Negócios liderados por empresárias e voltados ao bem-estar sexual feminino ganharam fôlego na pandemia e já planejam, para os próximos meses, lançar mais produtos —como vibradores, géis e cosméticos, muitos com ingredientes naturais.

Além de ser impulsionado pelo distanciamento social, o mercado ganhou importância ao dar visibilidade a questões como o prazer da mulher, a falta de informações qualificadas sobre suas necessidades e os tabus que ainda repelem possíveis consumidoras.

 A empresária Marília Ponte, que lançou em agosto do ano passado o Bullet Lilit, em seu escritório no Tatuapé, em SP
A empresária Marília Ponte, que lançou em agosto do ano passado o Bullet Lilit, em seu escritório no Tatuapé, em SP - Gabriel Cabral/Folhapress


A questão despertou, inclusive, a atenção de grandes empresas.
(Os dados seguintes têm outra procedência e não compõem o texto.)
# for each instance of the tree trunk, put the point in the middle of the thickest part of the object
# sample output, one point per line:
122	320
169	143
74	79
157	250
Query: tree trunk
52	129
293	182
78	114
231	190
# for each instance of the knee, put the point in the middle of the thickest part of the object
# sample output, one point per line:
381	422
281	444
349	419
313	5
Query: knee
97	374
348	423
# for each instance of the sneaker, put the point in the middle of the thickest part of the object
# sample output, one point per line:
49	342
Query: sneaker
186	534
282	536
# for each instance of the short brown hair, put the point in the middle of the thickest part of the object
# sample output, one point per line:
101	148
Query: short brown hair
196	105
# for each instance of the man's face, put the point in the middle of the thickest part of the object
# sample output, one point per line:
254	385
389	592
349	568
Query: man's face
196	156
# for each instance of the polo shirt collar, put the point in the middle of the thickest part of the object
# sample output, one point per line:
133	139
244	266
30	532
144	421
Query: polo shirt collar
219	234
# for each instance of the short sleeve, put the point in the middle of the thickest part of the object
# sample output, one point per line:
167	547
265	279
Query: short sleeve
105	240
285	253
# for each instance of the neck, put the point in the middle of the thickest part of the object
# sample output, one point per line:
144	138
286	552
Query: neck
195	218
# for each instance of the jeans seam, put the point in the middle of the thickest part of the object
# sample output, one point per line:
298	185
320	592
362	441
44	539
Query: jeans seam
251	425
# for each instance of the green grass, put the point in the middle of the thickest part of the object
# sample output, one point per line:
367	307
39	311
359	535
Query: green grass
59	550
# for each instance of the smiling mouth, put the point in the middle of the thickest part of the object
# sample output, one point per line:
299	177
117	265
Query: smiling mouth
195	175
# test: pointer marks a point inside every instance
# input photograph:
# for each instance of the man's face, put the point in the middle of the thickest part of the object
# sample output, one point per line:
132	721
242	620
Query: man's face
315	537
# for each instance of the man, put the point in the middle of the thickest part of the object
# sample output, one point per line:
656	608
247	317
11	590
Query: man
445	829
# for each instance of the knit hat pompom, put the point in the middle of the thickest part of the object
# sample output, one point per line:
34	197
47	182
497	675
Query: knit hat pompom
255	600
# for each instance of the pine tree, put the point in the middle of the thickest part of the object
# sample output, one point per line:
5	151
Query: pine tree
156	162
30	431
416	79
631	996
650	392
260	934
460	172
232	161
Na sexta (9), a Amaro lançou uma linha de "sexual wellness" composta por vibradores e lubrificantes, entre 50 produtos de nove marcas.

Segundo a empresa, a ideia é investir em um mercado com potencial de expansão, que vem ganhando mais espaço com a pandemia. A expectativa é ter um tíquete médio de R$ 800 para vibradores e R$ 69 para cosméticos.

Uma das marcas parceiras da iniciativa é a Lilit, comandada pela empresária Marília Ponte, 26, que investiu R$ 200 mil para lançar um vibrador em agosto de 2020. Oito meses depois, teve faturamento de R$ 460 mil reais, com alcance de 1.800 clientes. "Nunca se falou tanto de bem-estar sexual", diz ela.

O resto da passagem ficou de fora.